Hadis tersebut mengajarkan pada kita agar tidak melupakan Allah yang
menguasai nasib kita di dunia. Dia-lah yang memberi ujian berupa
kesempitan. Dan Dia pula yang dapat dengan mudah melapangkannya kembali.
Oleh karenanya, tidak sepantasnya seorang Mukmin hanya bertumpu pada
usahanya dan lupa bertawakal kepada Allah. Usaha memang harus dilakukan.
Namun ia tidak akan memberi hasil yang sempurna kecuali atas izin Allah
dan restu-Nya. Untuk mendapatkan restu tersebut, cara yang paling
efektif adalah memperbanyak doa. Baik lewat ucapan lisan maupun amal
salih. Ucapan yang paling dicintai Allah adalah yang menegaskan
ketauhidan-Nya.
Doa yang diajarkan Nabi Shallallahu ‘alaihi wa sallam juga mengandung
penegasan akan nilai tauhid, yaitu ketika hamba hanya memohon kecukupan
dan karunia dari Allah, serta meminta agar tidak merasa kaya berkat
karunia selain-Nya.
Ini merupakan ibadah yang agung, yang menunjukkan bahwa si hamba
benar-benar menggantungkan harapannya kepada Allah semata, bukan kepada
selain-Nya. Dalam hadis tersebut juga terkandung pelajaran mengenai
pentingnya tauhid sebagai penutup suatu permohonan.

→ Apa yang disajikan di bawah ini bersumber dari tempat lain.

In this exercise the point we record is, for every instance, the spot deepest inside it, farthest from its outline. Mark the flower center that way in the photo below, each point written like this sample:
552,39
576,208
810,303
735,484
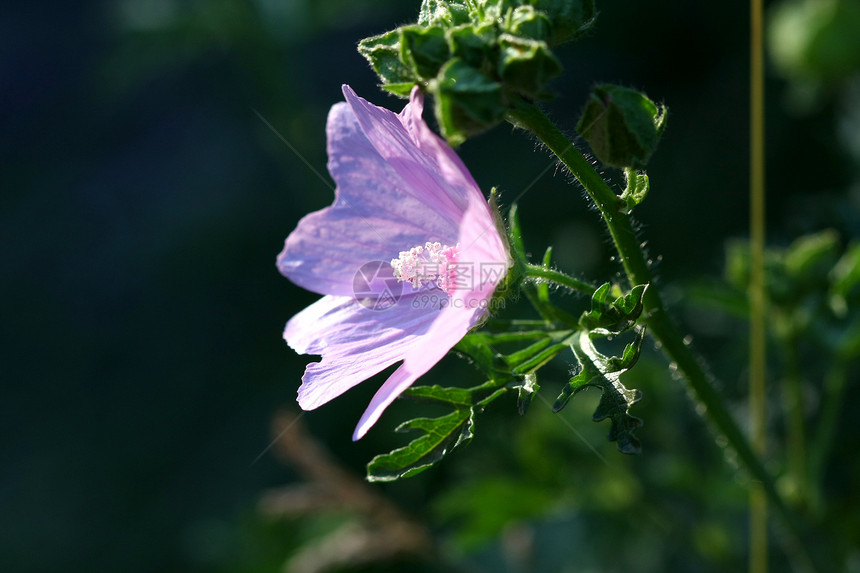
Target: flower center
432,262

Sedangkan dalam hadis lainnya, Rasulullah Shallallahu ‘alaihi wa sallam pernah berkata kepada Mu’adz bin Jabal,
“Maukah engkau kuajari sebuah doa yang bila kau ucapkan, maka walaupun
engkau memiliki utang sebesar gunung Uhud, Allah akan melunasinya?
Katakan hai Mu’adz, ‘
اَللَّهُمَّ مَالِكَ الْمُلْكِ تُؤْتِي الْمُلْكَ مَنْ تَشَاءُ وَتَنْزِعُ
الْمُلكَ مِمَّنْ تَشَاءُ، وُتُعِزُّ مَنْ تَشَاءُ وَتُذِلُّ مَنْ
تَشَاءُ، بِيَدِكَ الخَيْرُ إِنَّكَ عَلَى كُلِّ شَيْءٍ قَدِيرٌ،
رَحْمَـانَ الدُّنْيَا وَالآخِرَةِ وَرَحِيْمَهُمَا، تُعْطِيهِمَا مَنْ
تَشَاءُ وَتَمْنَعُ مِنْهُمَا مَنْ تَشَاءُ، اِرْحَمْنِي رَحْمَةً
تُغْنِينِي بِهَا عَنْ رَحْمَةِ مَنْ سِوَاكَ
Ya Allah, Pemilik Seluruh Kekuasaan. Engkau beri kekuasaan kepada siapa
yang Engkau kehendaki, dan Engkau mencabutnya dari siapa yang Engkau
kehendaki. Engkau memuliakan siapa yang Engkau kehendaki, dan Engkau
menghinakan siapa yang Engkau kehendaki. Di tangan-Mu-lah segala
kebaikan, dan Engkau Maha Berkuasa Atas Segala Sesuatu. Wahai Penyayang
dan Pengasih di Dunia dan Akhirat, Engkau memberi keduanya (dunia dan
akhirat) kepada siapa yang Engkau kehendaki, dan menahan keduanya dari
siapa yang Engkau kehendaki. Rahmatilah aku dengan rahmat-Mu yang
menjadikanku tak lagi memerlukan belas kasih selain-Mu.”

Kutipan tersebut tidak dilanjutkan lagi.